Der Leichenschmaus im Gasthof zum Kreuz zog an ihr vorüber; Ida war, als säße sie unter einer gläsernen Glocke. Sie sah Münder, die sich bewegten, stumme Worte von sich gaben oder Braten und Kuchen verschluckten. Sie sah ihren Vater, der hinter einer dunklen Brille und seinem Weinglas saß. Sie sah das versteinerte Gesicht ihrer Mutter, das Kind im Arm. Ihr Blick fiel auf Alfred, der gefasst Beileidsbezeugungen und Zuspruch entgegennahm.

Ein heftiger Schreck durchzuckte sie, drohte, sie auseinanderzureißen. Das Versprechen! Sie hatte Alice versprechen müssen, sich um das Kind und Alfred zu kümmern. Wie sollte sie das machen? Was genau erwartete Alice von ihr? Der letzte Blick ihrer Schwester formte sich in ihrer Erinnerung. Alices Augen sahen sie an, drängend, fordernd und zugleich unendlich hilflos.

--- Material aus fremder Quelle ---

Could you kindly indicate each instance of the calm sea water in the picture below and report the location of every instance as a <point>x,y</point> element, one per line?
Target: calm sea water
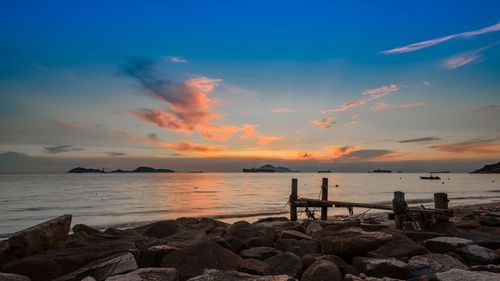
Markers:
<point>129,199</point>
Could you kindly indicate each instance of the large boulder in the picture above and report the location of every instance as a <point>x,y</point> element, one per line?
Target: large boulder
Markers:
<point>322,270</point>
<point>192,260</point>
<point>391,267</point>
<point>298,247</point>
<point>48,235</point>
<point>260,253</point>
<point>432,263</point>
<point>148,274</point>
<point>399,246</point>
<point>103,268</point>
<point>464,275</point>
<point>285,263</point>
<point>218,275</point>
<point>253,235</point>
<point>350,242</point>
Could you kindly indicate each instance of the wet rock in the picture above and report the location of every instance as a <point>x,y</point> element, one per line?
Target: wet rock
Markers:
<point>391,267</point>
<point>13,277</point>
<point>254,266</point>
<point>103,268</point>
<point>293,234</point>
<point>253,235</point>
<point>430,264</point>
<point>192,260</point>
<point>399,246</point>
<point>285,263</point>
<point>86,229</point>
<point>216,275</point>
<point>153,255</point>
<point>464,275</point>
<point>148,274</point>
<point>260,253</point>
<point>51,234</point>
<point>446,244</point>
<point>298,247</point>
<point>322,270</point>
<point>351,241</point>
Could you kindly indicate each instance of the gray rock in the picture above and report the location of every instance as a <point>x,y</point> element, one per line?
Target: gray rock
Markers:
<point>48,235</point>
<point>103,268</point>
<point>260,253</point>
<point>464,275</point>
<point>298,247</point>
<point>322,270</point>
<point>391,267</point>
<point>13,277</point>
<point>285,263</point>
<point>192,260</point>
<point>218,275</point>
<point>148,274</point>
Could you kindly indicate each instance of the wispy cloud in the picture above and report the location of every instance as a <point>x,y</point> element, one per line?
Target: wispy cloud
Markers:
<point>428,43</point>
<point>325,123</point>
<point>61,149</point>
<point>422,139</point>
<point>383,106</point>
<point>369,95</point>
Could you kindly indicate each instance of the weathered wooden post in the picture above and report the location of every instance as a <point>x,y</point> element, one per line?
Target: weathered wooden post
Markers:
<point>441,200</point>
<point>324,196</point>
<point>293,198</point>
<point>400,208</point>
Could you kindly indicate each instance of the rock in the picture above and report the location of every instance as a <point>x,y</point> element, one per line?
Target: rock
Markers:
<point>260,253</point>
<point>86,229</point>
<point>293,234</point>
<point>430,264</point>
<point>322,270</point>
<point>13,277</point>
<point>254,266</point>
<point>218,275</point>
<point>351,241</point>
<point>192,260</point>
<point>253,235</point>
<point>490,267</point>
<point>475,254</point>
<point>153,255</point>
<point>285,263</point>
<point>148,274</point>
<point>298,247</point>
<point>391,267</point>
<point>464,275</point>
<point>103,268</point>
<point>51,234</point>
<point>399,246</point>
<point>446,244</point>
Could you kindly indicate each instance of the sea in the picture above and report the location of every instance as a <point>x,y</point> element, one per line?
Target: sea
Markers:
<point>126,200</point>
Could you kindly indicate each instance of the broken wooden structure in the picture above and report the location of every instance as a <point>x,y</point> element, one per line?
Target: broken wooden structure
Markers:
<point>404,217</point>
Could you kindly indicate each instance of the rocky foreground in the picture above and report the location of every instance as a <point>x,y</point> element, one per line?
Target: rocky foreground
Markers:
<point>272,249</point>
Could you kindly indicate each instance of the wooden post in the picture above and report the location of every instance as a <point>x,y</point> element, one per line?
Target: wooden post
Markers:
<point>293,198</point>
<point>399,205</point>
<point>324,196</point>
<point>441,200</point>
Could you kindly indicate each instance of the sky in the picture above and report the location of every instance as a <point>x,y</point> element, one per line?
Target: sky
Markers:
<point>223,85</point>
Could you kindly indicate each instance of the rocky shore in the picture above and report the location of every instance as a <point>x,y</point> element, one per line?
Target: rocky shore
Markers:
<point>271,249</point>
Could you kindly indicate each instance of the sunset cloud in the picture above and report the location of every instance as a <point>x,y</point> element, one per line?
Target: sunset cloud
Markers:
<point>325,123</point>
<point>382,106</point>
<point>428,43</point>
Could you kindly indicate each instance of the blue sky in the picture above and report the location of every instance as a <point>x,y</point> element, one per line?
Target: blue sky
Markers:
<point>286,69</point>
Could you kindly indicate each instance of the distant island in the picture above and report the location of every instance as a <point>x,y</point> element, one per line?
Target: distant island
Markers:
<point>80,170</point>
<point>269,169</point>
<point>489,169</point>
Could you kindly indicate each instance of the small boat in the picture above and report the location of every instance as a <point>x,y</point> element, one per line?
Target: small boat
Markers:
<point>431,177</point>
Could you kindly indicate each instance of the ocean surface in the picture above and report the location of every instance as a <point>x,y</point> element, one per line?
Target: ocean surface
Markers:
<point>122,200</point>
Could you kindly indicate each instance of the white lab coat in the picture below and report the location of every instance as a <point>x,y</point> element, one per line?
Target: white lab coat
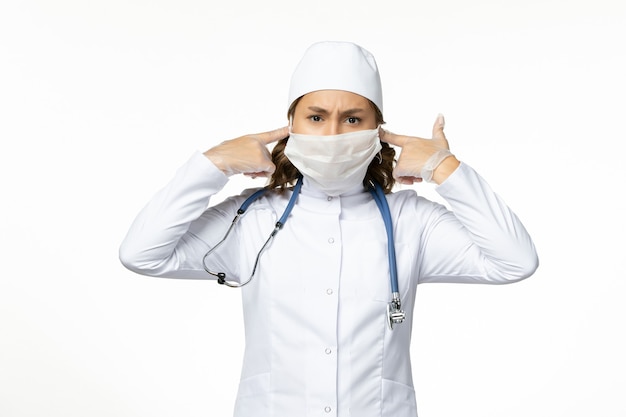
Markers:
<point>317,341</point>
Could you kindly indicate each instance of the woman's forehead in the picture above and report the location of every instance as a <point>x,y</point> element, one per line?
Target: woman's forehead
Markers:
<point>333,100</point>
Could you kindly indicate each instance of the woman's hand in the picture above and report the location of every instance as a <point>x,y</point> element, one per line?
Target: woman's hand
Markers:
<point>428,159</point>
<point>247,155</point>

»Kümmere dich um Paul und Alfred!«

Es war eine Anordnung gewesen, die die Antwort »Nein« nicht zuließ. Was hatte Alice sich dabei gedacht? Ein Hirngespinst, eine Fieberphantasie musste das gewesen sein. Ida schüttelte den Kopf, als könnte sie damit den Klang der zersprungenen Stimme der Schwester aus ihren Ohren vertreiben. Angst würgte sie und sie wusste, sie musste fort. Hastig stand sie auf. Ohne sich zu verabschieden stahl sie sich aus dem Gastraum und lief nach Hause. Gedankenlos warf sie einige Habseligkeiten in einen Rucksack, kritzelte ein paar Worte für ihre Eltern auf ein Blatt Papier. Sie entledigte sich des schwarzen Kostüms, schlüpfte in den Overall, stülpte die eng anliegende Kappe über ihr Haar und holte die Herkules aus dem Schuppen. Entschlossen trat sie den Kickstarter durch und raste in einer Kiesfontäne davon.